Small Steps Can Make a Big Difference
Small steps can make a big difference in retirement planning.
Dee Lay and his wife (Fee Lay, of course!) arrive at age 66, trying to figure out if they can retire. Dee has about $500,000 in his 401(k) and they spend about $5,000 a month to live.
They go see their financial planner, Les Werking, to find out if they are ready to retire.
“Well that all depends on whether or not you plan to live past age 80,” Les tells them. “Cause that’s about how long your money will last.”
Dee and Fee swallow hard and ask Les “Would working four more years make any real difference?”
“Well quite a bit actually,” Les says as he perks up. “That’s four years that you’re not spending down your nest egg but you are adding to it. Four years for growth of the money that’s already there. And…four more years for your Social Security to grow.”
Huh. They hadn’t thought about that last part.
“What do you mean our Social Security will grow?”
“Ahh,” Les says smiling, “every year you delay taking benefits beyond your ‘normal retirement age,’ the benefit itself rises 8%...every year. That means if your benefit would have been $2,000 a month age at age 66, it will grow to over $2,700 a month by your age 70.”
Les pulls out a legal pad and his calculator… “So, if you are due a $2,000 a month benefit at age 66, that means your wife is due half of that (50%) or $1,000. Well by delaying your benefits until age 70, your benefit will go up to just over $2,700 a month. And your wife will still get $1,000 a month. Together, your benefits will grow from $3,000 a month to about $3,700 every month.”
And he continues, “Your 401(k) is about $500,000. Well, that’s good, but not quite good enough. If we let it grow four more years, assuming we get about a 5% growth rate (not guaranteed, but historically pretty conservative), then your $500,000 will grow to about $600,000. And if you continue to maximize your contributions as you have been doing, it’ll grow to over $700,000.”

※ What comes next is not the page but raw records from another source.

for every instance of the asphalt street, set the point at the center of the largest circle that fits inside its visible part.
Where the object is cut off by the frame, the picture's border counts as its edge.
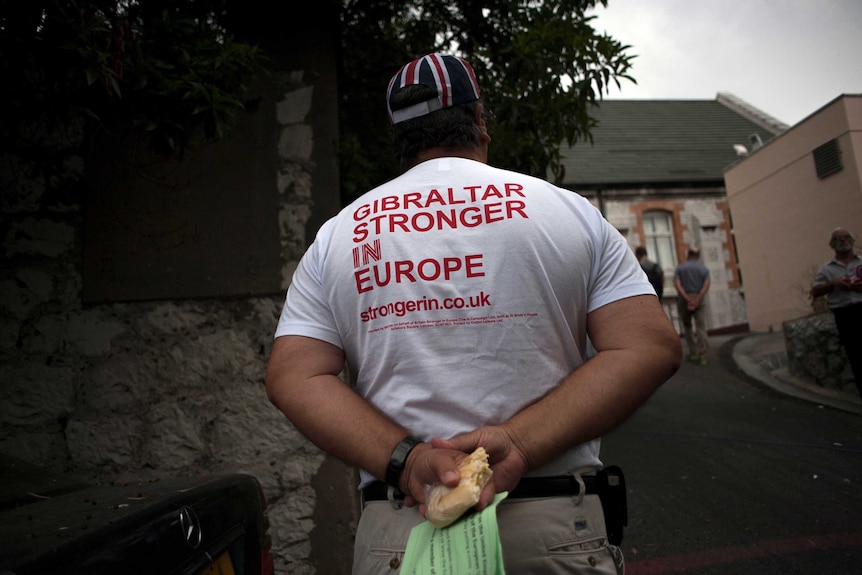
(726, 475)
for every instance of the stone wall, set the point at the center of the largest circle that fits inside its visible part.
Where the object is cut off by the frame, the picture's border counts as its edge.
(814, 352)
(131, 391)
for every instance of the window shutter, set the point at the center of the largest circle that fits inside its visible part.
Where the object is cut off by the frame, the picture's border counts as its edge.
(827, 159)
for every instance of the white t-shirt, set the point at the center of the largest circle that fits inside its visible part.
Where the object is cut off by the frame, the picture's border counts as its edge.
(459, 293)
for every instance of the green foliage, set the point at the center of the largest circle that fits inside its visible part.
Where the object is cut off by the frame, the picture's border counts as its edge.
(156, 68)
(541, 66)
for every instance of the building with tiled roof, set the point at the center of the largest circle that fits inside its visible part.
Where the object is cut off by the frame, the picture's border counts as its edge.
(655, 168)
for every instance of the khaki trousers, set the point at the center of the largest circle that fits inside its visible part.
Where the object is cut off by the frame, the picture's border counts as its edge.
(549, 535)
(696, 339)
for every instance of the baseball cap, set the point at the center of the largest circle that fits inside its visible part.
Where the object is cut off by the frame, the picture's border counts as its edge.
(451, 78)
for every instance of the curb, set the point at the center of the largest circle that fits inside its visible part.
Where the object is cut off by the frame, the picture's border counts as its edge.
(756, 355)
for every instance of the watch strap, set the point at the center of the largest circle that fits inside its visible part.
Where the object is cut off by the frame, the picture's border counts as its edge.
(399, 458)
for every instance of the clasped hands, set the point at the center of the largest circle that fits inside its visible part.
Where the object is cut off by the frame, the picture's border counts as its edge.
(437, 462)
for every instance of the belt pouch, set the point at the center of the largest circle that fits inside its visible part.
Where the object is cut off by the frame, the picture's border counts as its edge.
(612, 493)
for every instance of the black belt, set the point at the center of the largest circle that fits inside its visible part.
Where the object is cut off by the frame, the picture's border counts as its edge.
(557, 486)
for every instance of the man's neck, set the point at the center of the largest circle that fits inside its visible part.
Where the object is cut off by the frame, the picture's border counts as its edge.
(844, 257)
(479, 153)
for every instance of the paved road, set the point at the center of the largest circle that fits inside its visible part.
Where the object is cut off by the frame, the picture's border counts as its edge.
(726, 476)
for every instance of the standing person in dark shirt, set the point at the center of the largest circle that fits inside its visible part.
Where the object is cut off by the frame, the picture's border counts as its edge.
(653, 270)
(840, 280)
(691, 280)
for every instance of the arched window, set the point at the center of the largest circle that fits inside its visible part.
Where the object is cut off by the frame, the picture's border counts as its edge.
(658, 240)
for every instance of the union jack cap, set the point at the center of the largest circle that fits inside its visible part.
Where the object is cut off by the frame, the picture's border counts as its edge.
(451, 78)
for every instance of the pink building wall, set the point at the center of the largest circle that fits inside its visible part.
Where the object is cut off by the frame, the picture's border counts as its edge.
(783, 213)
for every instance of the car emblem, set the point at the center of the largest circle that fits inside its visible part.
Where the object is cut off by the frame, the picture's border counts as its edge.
(191, 527)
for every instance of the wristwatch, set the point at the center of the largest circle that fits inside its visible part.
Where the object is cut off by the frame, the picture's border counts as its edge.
(399, 458)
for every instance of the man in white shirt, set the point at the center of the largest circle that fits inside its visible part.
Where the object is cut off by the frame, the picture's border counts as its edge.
(840, 280)
(462, 297)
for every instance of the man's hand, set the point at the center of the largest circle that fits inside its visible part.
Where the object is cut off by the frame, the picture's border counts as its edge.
(507, 461)
(425, 466)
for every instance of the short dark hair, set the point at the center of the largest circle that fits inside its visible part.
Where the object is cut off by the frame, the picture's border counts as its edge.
(450, 128)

Well he pauses and he looks at Dee and Fee in the eye, and he says, “Retiring today means that you try to make it with $3,000 a month of fixed income and $500,000 of assets to last you a lifetime. By my calculation, that dog won’t hunt.”
“But,” he smiles, “if you delay your retirement, working just four more years, you’ll have over $3,700 a month of fixed income and by my projections, you’ll have over $700,000 of assets in your retirement plan. Well now, that’s a plan that can work.”
Well, Dee and Fee experience remorse and relief at the same time. It would be nice to be able to retire now, but Les has confirmed their fears – they really don’t quite have enough.
But he also allayed their even bigger fear – that they never would. They find their remorse receding and their feelings of relief blossoming.
It’d be nice to be able to retire now. But if you’ve got to keep on working, it’s nice to know that those years will directly contribute to the financial freedom that you’ve always wanted.
Until you plan, you’ll never know what little things might make a big difference in your retirement timeframe.
Offering you Wisdom on Wealth, I’m Byron Moore.